So you graduated college and got commissioned as a United States Marine Corps Officer, but what do you do if the Corps has decided to throw you into the individual ready reserve. If you were fortunate to get an assignment to The Basic School with only a few months to relax then you probably don’t have any worries. Move back home with the parents, or stay around school and keep working your day job. Sadly, that will not be the case for many new officers such as myself. With a 12+ month waiting period ahead of me there is no wonder I started this website in the first place. Fortunately, I am going to do my best to offer some advice to those who are scheduled to twiddle their thumbs for the foreseeable months.


Chances are you have a desire to put some money in the back, pay off some loans, pay rent, etc. The best, if not only, way you are going to be able to do that is by getting a job. I HIGHLY encourage those of you still in school to start looking months beforehand. Even if you already have a job that you enjoy there is no reason to sell yourself short. The last job I worked at college was doing technical support. I was very happy with the job, people, and better than average $14.00 an hour. However, that did not stop me from searching for new opportunities to use my degree. I applied for a job as a computer engineer in December of 2012. It wasn’t until March of 2013 that I was contacted. A month later I did a series of interviews and two weeks after graduating in June I started as an engineer. I don’t say this to be boastful, rather I want you to understand that it takes a long time to find a good job. If you put it off the opportunities for short term employment will shrink.

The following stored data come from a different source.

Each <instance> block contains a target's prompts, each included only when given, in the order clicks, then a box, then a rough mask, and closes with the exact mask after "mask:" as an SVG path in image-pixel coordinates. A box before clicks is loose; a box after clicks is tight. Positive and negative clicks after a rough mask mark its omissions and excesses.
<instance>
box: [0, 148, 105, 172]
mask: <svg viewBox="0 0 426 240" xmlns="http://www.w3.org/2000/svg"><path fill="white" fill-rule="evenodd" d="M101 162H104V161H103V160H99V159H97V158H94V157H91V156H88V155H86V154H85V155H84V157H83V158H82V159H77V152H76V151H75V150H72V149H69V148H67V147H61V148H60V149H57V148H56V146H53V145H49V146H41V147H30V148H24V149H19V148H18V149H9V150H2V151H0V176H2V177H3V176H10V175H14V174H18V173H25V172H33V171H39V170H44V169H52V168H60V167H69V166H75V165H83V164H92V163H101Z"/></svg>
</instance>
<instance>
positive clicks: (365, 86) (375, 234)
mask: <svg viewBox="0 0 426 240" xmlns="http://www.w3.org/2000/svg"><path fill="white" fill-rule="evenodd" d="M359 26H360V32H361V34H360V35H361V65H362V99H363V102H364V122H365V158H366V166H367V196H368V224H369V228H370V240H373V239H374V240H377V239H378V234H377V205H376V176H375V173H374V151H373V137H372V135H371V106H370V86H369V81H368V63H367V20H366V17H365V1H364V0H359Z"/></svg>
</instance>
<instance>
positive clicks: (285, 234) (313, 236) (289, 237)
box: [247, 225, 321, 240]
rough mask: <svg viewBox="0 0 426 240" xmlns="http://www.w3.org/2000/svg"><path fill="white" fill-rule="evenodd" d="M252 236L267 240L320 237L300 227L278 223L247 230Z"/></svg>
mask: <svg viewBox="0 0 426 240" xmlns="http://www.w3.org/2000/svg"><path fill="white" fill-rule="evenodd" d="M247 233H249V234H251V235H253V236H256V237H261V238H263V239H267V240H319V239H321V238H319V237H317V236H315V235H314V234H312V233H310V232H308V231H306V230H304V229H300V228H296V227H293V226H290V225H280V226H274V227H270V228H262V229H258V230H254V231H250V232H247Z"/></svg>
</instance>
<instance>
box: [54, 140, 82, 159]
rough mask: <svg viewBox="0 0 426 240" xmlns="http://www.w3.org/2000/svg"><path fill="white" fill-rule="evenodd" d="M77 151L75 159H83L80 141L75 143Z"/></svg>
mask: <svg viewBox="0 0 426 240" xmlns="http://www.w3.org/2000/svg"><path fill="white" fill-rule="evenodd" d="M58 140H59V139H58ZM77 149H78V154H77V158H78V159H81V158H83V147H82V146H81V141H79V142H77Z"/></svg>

Enjoy some time as a fat body

Hopefully you ended senior year in peak physical condition. If so, I would say take some time to live a little. IRR is horrible in so many ways, but it does give us some time to relax and enjoy a purely civilian life. Criticize me in the comments all you want, but I say eat fried pork and drink beer to your hearts desire. There will be a day when you need to turn the fun off and get back in some boots. DON’T SHOW UP TO TBS A FAT BODY!

Travel. Explore. Disappear.

Marines in the ready reserves don’t get much from our military status, but they do get Space-A! If you don’t know, Space-A is a way for service members and their families to travel on military flights at a low cost. Unfortunately, I haven’t had the chance to use this great benefit, but I do know it is available. Consider getting together with some fellow graduates and taking a trip somewhere. It could be a flight across the world, or a road trip for a few days. There will not be another opportunity for you to do this for years. Who knows you might not get the chance to travel freely and without worry until you retire.

There are not a whole lot of reasons for you to be happy about being put in the Individual Ready Reserve for an extensive period of time. My hope is that you will take up a better attitude about the situation and make the most of it. Enjoy time as a civilian and don’t worry too much about TBS. The time will come when the Marine Corps becomes interwoven into your lifestyle so cherish the moments you have left with your families, friends, pets, favorite restaurants, bars, stores, and whatever else you love.